Having debt in various forms is okay. Using debt for different things is also okay, as long as you keep your debt payments (in total) at less than 36% of your net income, and you consistently repay all your contractual obligations – you’re okay.

Different debt, different rates

Secured debt is where you have an asset that “secures” the debt as collateral. So, if you fail to pay, the lender can seize the asset to recoup the loss. Common examples of this include a home or vehicle loan. This debt is typically longer term (20-30 years for a home loan, 3-6 for vehicle finance), and because there is something physical that a bank can take away from you to recoup their costs if you stop paying it off, it is less risky for the bank. This means that the interest rate you pay on these kinds of loans is typically the lowest of all credit.

Unsecured debt does not require collateral, making it riskier for lenders and often resulting in higher interest rates. Examples of this include: personal loans, credit card debt, student loans and store/retail accounts. The nature of this debt is shorter-term, and because of the higher interest rate charged, this can become expensive if less than the required minimum is paid monthly and interest upon interest is charged. Keeping a handle on this debt is important if you want to keep a high credit score.

Are you paying your debt off in the best way?

To answer this question, you need to have a good idea of what debt you’re paying off every month. Start a list by going through your bank statement history: list the instalments coming off your bank account, how much you’re paying, how much you still owe and what interest you’re paying.

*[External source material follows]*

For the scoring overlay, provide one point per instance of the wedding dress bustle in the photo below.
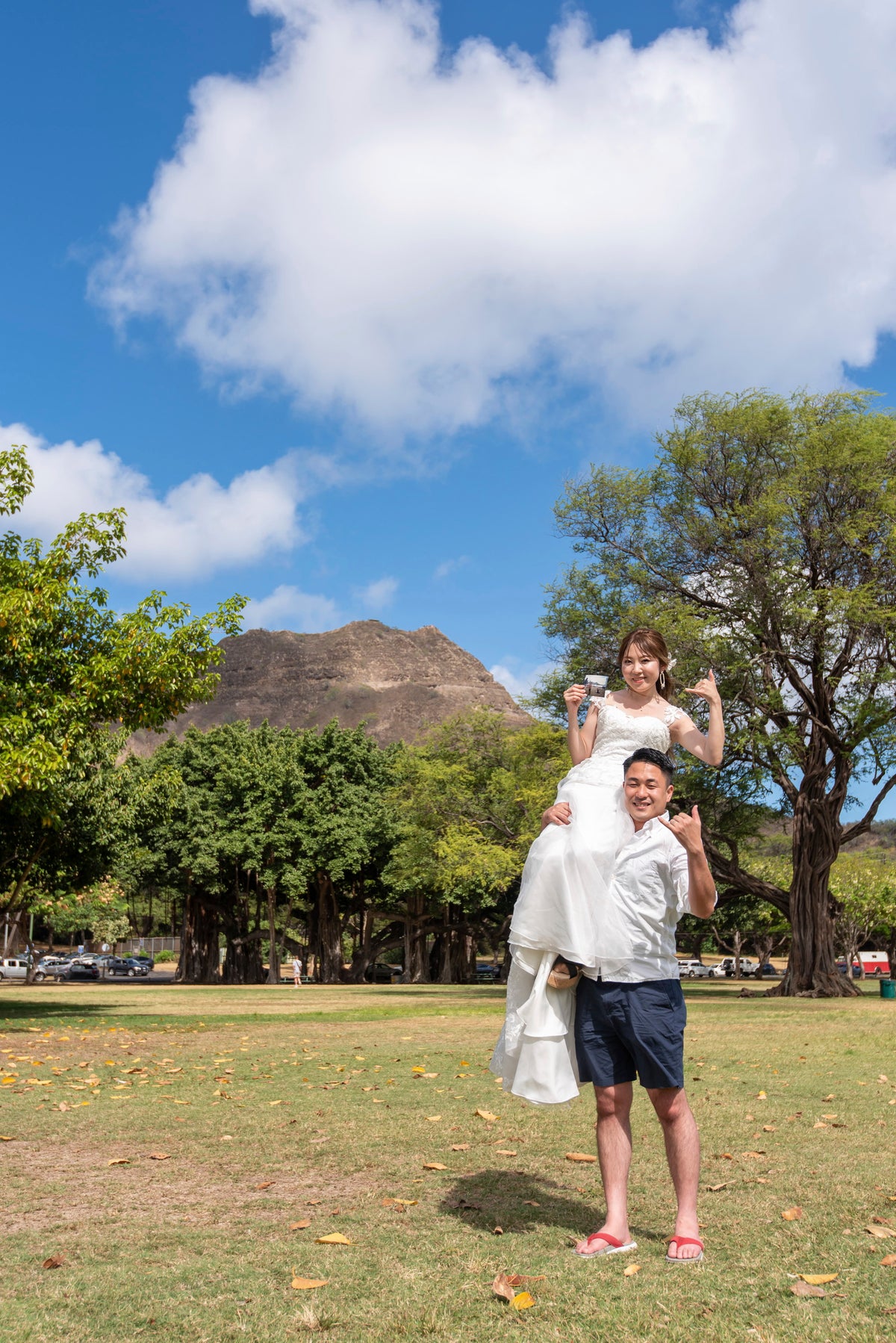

Once you have this list, work out what your most expensive debt is, consider whether it’s possible to pay this off using cheaper debt. An example of this is: take out a personal loan to pay your credit card debt if the rate offered on this is cheaper but endeavour to pay this personal loan off before building up more credit card debt. Be sure not to mix unsecured with secured debt, i.e. don’t pay off your credit card by accessing funds from your home loan – this means you’d be using long-term debt to pay off living expenses, and this is poor credit behaviour and not recommended.

How do rate cuts impact you?

Once the repo rate is reduced, banks immediately reduce the prime lending rate by the same percentage for all credit agreements and your interest rate will decrease accordingly across all your debt. Your instalments will be reduced and you’ll find yourself with extra disposable income as a result.

It can be tempting to spend this extra money frivolously, but we recommend putting some thought into how you can benefit from this financial relief in the short, medium and long term. Choosing to keep your instalments the same means you will pay off your debt faster, all it takes is a quick call to your bank and they’ll make this adjustment.